You’ve probably heard that Google has been working for years to develop self-driving cars – but the search-engine giant isn’t the only game in town when it comes to autonomous driving. Toyota and Audi are preparing to show off their own semi-driverless cars at the 2013 Consumer Electronics Show, which opens next week in Las Vegas.

Toyota will be bringing a version of its luxury Lexus LS, which sports a spinning radar on top of the car and camera equipment on the front. The car also features technology called Intelligent Transport Systems, which allows the car to communicate with other vehicles on the road as well as with the highway “grid” (think of a decentralized computer network that could, eventually, plan traffic and coordinate each different vehicle’s path).

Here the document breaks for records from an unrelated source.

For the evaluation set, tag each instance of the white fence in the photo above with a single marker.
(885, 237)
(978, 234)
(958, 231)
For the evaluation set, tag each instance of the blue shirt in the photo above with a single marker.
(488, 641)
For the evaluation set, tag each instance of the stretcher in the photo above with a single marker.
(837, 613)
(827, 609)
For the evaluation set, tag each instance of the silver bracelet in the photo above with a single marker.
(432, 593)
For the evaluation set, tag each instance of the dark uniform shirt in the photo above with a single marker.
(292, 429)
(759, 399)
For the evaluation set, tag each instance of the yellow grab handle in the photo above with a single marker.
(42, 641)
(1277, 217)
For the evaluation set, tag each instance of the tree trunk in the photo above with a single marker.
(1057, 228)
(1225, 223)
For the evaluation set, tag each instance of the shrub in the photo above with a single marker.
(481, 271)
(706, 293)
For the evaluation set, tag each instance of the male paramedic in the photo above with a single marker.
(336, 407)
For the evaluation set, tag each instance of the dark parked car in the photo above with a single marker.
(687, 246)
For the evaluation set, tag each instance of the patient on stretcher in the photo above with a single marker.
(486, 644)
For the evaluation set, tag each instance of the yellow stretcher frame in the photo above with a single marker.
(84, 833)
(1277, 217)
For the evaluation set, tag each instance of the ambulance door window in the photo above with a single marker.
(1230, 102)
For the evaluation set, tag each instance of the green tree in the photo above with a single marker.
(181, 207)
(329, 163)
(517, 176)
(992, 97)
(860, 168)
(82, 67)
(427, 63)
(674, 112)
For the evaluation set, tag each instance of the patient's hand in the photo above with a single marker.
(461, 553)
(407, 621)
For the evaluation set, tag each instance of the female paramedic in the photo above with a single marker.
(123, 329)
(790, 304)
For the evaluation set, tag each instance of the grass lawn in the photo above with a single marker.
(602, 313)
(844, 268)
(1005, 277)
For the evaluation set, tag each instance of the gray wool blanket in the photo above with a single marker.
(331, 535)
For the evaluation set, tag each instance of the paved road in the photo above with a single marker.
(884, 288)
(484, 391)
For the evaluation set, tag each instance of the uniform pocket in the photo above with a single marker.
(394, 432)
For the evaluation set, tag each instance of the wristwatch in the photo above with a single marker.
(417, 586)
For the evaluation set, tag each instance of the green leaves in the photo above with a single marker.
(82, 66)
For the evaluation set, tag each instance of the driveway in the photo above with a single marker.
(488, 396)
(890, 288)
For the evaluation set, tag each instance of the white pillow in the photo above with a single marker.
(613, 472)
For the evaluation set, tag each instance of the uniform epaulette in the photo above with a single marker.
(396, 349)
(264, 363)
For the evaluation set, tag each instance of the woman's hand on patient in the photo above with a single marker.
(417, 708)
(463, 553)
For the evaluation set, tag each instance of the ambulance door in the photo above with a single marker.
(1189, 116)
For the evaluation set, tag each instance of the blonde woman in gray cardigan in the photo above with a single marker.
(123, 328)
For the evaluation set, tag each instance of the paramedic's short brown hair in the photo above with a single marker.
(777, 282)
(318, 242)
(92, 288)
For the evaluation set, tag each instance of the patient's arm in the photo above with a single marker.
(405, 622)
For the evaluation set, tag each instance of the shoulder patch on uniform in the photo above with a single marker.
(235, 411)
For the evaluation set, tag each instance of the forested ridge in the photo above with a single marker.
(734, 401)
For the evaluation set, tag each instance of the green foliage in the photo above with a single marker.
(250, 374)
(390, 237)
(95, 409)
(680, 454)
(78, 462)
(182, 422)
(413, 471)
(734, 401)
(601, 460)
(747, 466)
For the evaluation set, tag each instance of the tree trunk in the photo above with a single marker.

Toyota leaked a video ahead of its Jan. 7 announcement that shows a Lexus LS decked out with driverless technology speeding down a highway.

Audi’s a little tighter-lipped with the details, but The Wall Street Journal reports that it will be bringing a car that can find a parking space on its own, and park itself without help from a driver. Audi’s been working on autonomous vehicle technology for quite a while, as have Ford and Mercedes-Benz.

A lot of the driverless cars currently available from big automakers might be better described at this point as “semi-autonomous.” They add features that reduce the need for driver input, rather than doing away with human operators altogether.

Toyota, for example, notes in a press release that its “high-level driver assistance systems” are designed to make things safer for the driver of the vehicle and for other vehicles on the road. Lots of cars today have “adaptive cruise control,” which matches a vehicle’s speed to that of surrounding traffic. And some cars can automatically steer themselves back into a lane if the driver veers out of it by accident.

There’s no mistaking where Toyota and Audi are headed, though: With its spinning radar and communications array, the Lexus LS is aiming to be a fully autonomous vehicle that can operate safely without driver interaction. (By the way, even though Google tends to use Toyota cars in its self-driving fleet, the two companies say their driverless technologies were developed separately.)

A driverless future might be coming sooner than you think -- but we’ll have to wait for CES 2013 to roll around to find out more.